血の上で言えば、確かに今でも家族は存在するし、独り暮らしをしていると、よく「たまには親に顔見せてあげてね」と、何の悪気も無く善意で言われる。……確かに、親や家族が居なかったら、わたしはこの世に存在しないのだから、本来なら、感謝したり、大切にしたりという時期なのだろう。親も年をとった。でも、だけど。

わたしは正直、あの家に生まれるなら、生まれなくて良かったと30歳にもなって思い続けている。この世に生まれたからこそ出会ってきて、別れたり続いたり、あるいは新しく出会うかもしれない人間や経験、その人生すべてを、放棄しても別に良いか、と本音で思うくらい、この世に存在し続けることが、辛い。いや、…正確には、めんどう、なんだ。

生に執着が、ない。"精神的天涯孤独感"を理解してくれる人も、埋めてくれる人も居ないから。


ここからが本題だ。
冒頭の、"恋という感情の無意味さ"について。
こう書いてしまうと、顰蹙を買ってしまうと思うので、まず誤解を解こう。

わたしの場合の、恋、ないし、それに連なる感情や願い。それに無意味さを感じてしまった。という、いわば、わたしの経験している恋心のみに限定した話になる。

わたしの好きな人は、周りから、もうアイツは駄目だみたい扱いを受けてる。
根がいい人なのは、みんな知ってて、認めてて、愛されるべき人間。多分だけど、結構人から好かれやすい。
だけど、病気は重いからおそらくもう立ち直れないだろう、と彼のことを知ってる人が、皆なんとなく、あの人を諦めてる。

何の病気かは、流石に書くことは出来ないが、あの人に出会ったのは、精神科の閉鎖病棟だ。
ただの錯覚や、思い込み、だったかもしれない。でも、わたしは、
初めて自分と同じような道化師を見た気がした。
彼の中に勝手に、自分を見たんだ。そして重ねた。

わたしの中で、あの人は、笑ってるイメージが強い。ムードメーカーなところがあるから、あの人がいるだけで、本来何も無くて暇すぎる閉鎖空間も、なんだか少し楽しくなってしまうから不思議だ。別に、いつも笑ってる訳ではもちろん無かったし、わたしのイメージでは人の中心にいたな、と感じていたが、退院後に友達からは、いつも独りでいたよねと言われ、わたしはあの人のこと見ているつもりでまるで見られていなかったのだな、と思った。

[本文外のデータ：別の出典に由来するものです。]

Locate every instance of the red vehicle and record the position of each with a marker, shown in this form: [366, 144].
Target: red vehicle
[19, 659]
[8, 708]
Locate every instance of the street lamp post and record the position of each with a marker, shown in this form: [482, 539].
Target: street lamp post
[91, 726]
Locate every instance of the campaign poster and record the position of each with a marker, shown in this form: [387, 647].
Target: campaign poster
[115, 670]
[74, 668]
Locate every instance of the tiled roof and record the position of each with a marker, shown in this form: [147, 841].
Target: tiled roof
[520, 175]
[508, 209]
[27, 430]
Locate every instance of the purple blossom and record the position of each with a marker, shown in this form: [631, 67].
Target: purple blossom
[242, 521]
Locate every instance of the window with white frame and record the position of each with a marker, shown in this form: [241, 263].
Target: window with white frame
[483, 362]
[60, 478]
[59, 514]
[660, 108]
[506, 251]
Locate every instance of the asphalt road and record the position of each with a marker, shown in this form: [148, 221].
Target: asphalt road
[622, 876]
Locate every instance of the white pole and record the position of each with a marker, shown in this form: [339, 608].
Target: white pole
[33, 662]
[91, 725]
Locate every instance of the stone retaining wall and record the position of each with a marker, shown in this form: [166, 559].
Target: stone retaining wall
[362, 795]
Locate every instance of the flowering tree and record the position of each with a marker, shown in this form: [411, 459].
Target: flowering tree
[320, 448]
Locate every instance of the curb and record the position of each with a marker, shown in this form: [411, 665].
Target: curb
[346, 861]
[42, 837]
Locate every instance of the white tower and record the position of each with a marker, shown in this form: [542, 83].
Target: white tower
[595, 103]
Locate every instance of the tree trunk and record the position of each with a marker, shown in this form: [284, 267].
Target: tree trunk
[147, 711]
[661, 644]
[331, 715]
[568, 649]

「鬱だなぁ」とか、言うときすら、多分笑ってた。…わたしも、だったけど。

完全に堕ちたのは、本が運ばれてきた日。
(その前から、逢ったときから、なんか勝手に安心はしてしまっていたけど)
椅子5つ分くらい、距離はあった。正直、前後の出来事をあまり覚えていない。
本が数冊、ある看護師さんの好意で病棟に用意された、わたしは本が大好きだから、嬉しかったし、即選んで、読もうとした。彼は彼で、暇つぶしに漫画を読むタイプだったらしく、何かの漫画を手に取った。

彼はこっち向いて、座ってた。自分はどっちを向いていたか、解らない。
けど、彼の方を、見た。どうして見たのか、わからない。

……見たこと無い顔で、笑ってた。

(本人に言ったら気分を害すかもしれない。
プライドが高いところも多分どっかにあるから。)

捨てられた子供みたいに、傷ついて見える笑顔だった。もう、30歳も半ばを過ぎ、後半に一歩足を踏み入れた人間にしては、あまりに、あまりに脆くて、危うい気がした。…彼の内面の弱さを、見た気がした。勝手に。

でも、そんな顔する割に、表情が笑顔が、わたしに、大丈夫だよ、と言っていた。
錯覚でもいい。思い込みでいい。妄想幻覚の症状だといわれても、わたしにとっては現実にあった出来事だ。

そんなボロボロの心と身体して、なんで、大丈夫だなんて、自分じゃ無くわたし慰めるみたいに、笑うの……?

それから、きっともう1年近くなる。わたしは退院し、別の病気がひどくなった。
執着や狂気のレベルで、あの人が、好きなままだった。恋の病が1番キツいとか、入院中面白い職員に、あの人のこと好きなことがバレバレになってから、からかわれたけど。

これは、依存だった。客観的に、そうだと俯瞰で見てる自分もいる。だからギリギリ一線、蜘蛛の糸より細いくらいのギリギリで、彼に手を出しちゃ駄目だ、わたしでは、1番駄目だ。そう、本気で思ってる。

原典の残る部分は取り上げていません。